What Everyone Should Know About EMV Cards
Americans report billions of dollars in credit card fraud each year. The technology known as EMV is designed to curb those losses.
EMV chips are microprocessors embedded in credit and debit cards that exchange information with card readers at retail checkout locations. The technology makes it nearly impossible for hackers to use card information from an in-store purchase to commit fraud.
Here's what you need to know about EMV cards.
How EMV works
When using an EMV card, you insert the chipped end into a slot on an EMV-enabled reader, rather than swiping the card. You leave the card there for a few seconds while the chip exchanges information with the payment processing system and authenticates the account, then you remove it. Depending on the account, you might also sign for the purchase or enter a personal identification number, or PIN, to verify your identity and complete the sale.
How chips protect you
Named for developers Europay, MasterCard and Visa, EMV chips encrypt your information and generate a unique code each time you use your card in a store. Each code is used only once — so they're useless to hackers.
Traditional cards use a magnetic strip that provides the same unencrypted information every time you swipe. If someone copies the data, he or she can easily duplicate your plastic and use it to make fraudulent purchases.
Where they're used
EMV is the standard for transactions in parts of Europe, Asia, Latin America and the Middle East. In the U.S., where credit and debit card fraud losses have risen steadily over the past few years, retailers and issuers are slowly catching up. The pace of adoption picked up in October 2015, when new fraud liability standards went into effect. It used to be that credit card issuers bore the brunt of fraud losses, but responsibility now could fall to the retailer, if its system is less secure than the card used.
What it means for you
Actually using an EMV card might, at least the first few times, mean overriding muscle memory. Instead of reflexively swiping your card, you insert it into a slot and leave it there. Many readers help you along, reminding you to leave your card inserted and then telling you when it's OK to remove it. The process can take a bit longer, and different readers can require different steps, but it's a small inconvenience for the increased security.

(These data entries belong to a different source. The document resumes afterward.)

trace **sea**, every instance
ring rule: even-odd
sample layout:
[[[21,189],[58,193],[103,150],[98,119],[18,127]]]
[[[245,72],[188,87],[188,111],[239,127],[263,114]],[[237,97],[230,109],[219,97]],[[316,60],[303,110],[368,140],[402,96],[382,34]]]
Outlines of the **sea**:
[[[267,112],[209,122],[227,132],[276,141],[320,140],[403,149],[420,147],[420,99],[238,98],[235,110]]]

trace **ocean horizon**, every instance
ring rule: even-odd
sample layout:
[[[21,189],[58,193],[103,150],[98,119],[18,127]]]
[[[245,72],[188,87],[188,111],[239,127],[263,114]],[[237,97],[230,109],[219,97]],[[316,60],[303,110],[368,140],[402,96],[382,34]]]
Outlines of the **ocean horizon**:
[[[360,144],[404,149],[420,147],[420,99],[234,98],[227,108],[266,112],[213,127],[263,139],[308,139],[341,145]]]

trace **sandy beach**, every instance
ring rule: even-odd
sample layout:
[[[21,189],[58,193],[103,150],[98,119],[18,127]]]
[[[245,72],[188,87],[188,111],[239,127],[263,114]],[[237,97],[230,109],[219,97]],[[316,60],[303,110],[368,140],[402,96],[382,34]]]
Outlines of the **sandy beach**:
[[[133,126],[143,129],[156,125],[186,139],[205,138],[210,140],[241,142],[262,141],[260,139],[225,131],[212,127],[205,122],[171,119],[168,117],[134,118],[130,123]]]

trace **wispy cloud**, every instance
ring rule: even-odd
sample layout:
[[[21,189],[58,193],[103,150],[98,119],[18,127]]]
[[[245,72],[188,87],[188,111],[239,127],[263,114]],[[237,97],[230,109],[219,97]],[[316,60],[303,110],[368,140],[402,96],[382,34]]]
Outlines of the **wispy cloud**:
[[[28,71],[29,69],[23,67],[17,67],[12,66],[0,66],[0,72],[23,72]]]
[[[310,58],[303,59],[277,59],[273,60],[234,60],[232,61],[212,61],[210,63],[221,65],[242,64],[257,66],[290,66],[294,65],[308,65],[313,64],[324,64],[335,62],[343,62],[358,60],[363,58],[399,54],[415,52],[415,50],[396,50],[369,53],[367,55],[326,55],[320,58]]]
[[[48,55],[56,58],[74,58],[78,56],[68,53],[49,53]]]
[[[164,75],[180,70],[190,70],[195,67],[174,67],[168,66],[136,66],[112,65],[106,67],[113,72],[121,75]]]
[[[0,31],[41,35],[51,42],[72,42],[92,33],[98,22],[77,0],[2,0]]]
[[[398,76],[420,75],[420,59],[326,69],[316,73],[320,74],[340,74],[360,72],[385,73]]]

Furthermore, EMV technology makes it easier to use your card in the countries that already have the technology. (Traditional cards can still be used most places, too.)
Although EMV technology helps you shop more safely, it doesn't thwart thieves entirely. Hackers can still pilfer your card information online or over the phone, or simply steal your card. So it's wise to exercise caution when using your credit or debit card. If your card goes missing or you spot suspicious activity, notify your financial institution immediately.